A New View of Behavior

(Page Updated 7/31/21)

I want you to clear out the clutter of your understanding of behavior and untangle the mystery of why we behave the way we do. (Roy)

The solution to our educational problem, teacher-student relation, presented here in optimabowling.com, requires a working understanding of perceptual control theory (PCT). It is probably the most crucial element of one’s learning-creating life-quest movement through teaching, knowing, understanding, and creating. It is the essence of the coach-athlete relation. Both coaches and athletes need to move beyond the behavioral control paradigm and implement perceptual control.

With “A New View of Behavior,” Shelley A.W. Roy brings us an everyday, everywhere, down-to-earth, and simplified perspective of perceptual control theory.


Quotes from, “A New View of Behavior” 

Presented by Shelley A.W. Roy (2018)

http://becreating.blogspot.com/2018/10/a-new-view-of-behavior.html

I want you to clear out the clutter of your understanding of behavior and untangle the mystery of why we behave the way we do. When technology became more advanced and scientists began to observe things they couldn't explain, they had to pack up their old ideas and throw them away. They had to open their minds and explore new theories to explain what they were observing.

[She sites: Fritjof Capra “The Web of Life: A New Scientific Understanding of Living Systems”]

Chaos theory, wave theory, nested hierarchies of webs, circular causation, and a whole lot more have become the working vocabulary of today's scientists. Just as we needed a new vocabulary and thinking to describe the new sciences we need a new way of thinking and speaking about behavior.

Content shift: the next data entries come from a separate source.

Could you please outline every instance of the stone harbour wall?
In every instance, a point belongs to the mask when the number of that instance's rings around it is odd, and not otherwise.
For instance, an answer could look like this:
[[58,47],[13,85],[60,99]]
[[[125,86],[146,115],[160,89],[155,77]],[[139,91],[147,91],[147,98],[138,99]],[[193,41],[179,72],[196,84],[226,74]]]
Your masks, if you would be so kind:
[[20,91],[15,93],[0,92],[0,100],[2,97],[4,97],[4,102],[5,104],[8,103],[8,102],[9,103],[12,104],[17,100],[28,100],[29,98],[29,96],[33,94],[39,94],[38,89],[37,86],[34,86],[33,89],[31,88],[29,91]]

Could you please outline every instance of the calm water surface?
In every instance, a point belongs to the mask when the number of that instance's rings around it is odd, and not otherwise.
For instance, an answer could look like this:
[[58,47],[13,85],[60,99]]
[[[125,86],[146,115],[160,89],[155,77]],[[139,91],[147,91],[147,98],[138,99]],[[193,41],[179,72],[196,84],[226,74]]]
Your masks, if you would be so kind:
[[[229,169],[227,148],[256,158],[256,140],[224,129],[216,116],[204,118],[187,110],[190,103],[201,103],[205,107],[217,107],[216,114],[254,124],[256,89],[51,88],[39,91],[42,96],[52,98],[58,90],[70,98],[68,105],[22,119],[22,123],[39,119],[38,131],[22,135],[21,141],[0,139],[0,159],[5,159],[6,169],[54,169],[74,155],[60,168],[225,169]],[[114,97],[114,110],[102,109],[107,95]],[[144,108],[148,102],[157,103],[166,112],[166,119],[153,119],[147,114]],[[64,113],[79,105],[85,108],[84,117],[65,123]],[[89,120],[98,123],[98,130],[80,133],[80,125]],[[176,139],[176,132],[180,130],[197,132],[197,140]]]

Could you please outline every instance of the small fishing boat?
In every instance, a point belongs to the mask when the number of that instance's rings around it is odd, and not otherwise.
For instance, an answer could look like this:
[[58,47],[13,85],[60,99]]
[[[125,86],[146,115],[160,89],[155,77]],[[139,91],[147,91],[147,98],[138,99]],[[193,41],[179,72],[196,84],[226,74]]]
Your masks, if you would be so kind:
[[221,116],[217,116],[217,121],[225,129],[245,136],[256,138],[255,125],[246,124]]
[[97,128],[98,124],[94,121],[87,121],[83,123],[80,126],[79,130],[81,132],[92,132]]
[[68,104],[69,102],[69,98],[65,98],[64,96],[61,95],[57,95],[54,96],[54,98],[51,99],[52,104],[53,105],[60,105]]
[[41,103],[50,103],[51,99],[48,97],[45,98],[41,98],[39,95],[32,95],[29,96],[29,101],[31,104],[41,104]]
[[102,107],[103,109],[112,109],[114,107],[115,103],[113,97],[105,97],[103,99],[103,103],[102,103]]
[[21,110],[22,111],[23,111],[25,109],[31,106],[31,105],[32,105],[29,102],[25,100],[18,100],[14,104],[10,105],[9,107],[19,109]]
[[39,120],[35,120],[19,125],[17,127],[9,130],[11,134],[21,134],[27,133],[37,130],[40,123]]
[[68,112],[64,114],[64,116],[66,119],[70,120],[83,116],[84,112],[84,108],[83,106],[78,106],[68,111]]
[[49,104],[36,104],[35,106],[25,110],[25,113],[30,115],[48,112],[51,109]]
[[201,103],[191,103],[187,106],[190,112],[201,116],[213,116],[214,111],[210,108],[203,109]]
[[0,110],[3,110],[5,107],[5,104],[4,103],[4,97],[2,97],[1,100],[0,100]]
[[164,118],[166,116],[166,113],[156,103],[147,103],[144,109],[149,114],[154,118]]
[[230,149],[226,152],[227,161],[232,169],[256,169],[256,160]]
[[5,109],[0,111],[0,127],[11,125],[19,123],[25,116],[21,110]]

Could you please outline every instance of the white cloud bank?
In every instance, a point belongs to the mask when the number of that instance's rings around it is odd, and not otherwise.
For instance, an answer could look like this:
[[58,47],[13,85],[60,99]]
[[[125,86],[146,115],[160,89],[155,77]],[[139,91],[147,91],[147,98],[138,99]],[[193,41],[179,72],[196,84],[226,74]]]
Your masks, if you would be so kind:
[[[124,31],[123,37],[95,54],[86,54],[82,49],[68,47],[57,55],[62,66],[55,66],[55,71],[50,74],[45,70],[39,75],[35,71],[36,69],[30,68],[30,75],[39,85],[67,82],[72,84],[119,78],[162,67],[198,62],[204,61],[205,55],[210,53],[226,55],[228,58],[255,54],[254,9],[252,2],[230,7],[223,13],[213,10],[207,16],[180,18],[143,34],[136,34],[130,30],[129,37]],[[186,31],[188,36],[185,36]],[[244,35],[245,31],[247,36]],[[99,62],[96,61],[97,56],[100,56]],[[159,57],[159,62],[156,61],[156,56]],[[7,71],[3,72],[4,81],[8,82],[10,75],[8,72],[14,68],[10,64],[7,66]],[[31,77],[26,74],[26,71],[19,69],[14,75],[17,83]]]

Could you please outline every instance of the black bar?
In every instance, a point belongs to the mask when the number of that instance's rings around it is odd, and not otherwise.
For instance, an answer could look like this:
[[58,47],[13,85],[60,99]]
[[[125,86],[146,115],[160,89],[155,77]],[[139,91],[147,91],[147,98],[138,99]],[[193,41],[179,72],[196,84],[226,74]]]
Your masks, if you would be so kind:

This new way of thinking explains why we can't be sure exactly what will happen when we try something. Doing A doesn't always get you B. It also, leads to one of my favorite truths about living systems; we can produce the same results by taking different actions. We are amazing creatures.

I'm hoping that by better understanding Perceptual Control Theory (PCT), you'll find that even when you're dog-tired, your frustrated and ready to scream, your actions will be more effective at bringing about the desired results.

The success of The Secret, Dan Brown's The Lost Symbol and the movie Avatar released in 2009, offer strong evidence that everywhere and in every way people are realizing that our planet is composed of interconnected systems of energy and consciousness that extend far beyond the connections that we imagined in the past. At the center of this new understanding is the idea that every thought and everything is a bundle of potential energy, and that thoughts can become things.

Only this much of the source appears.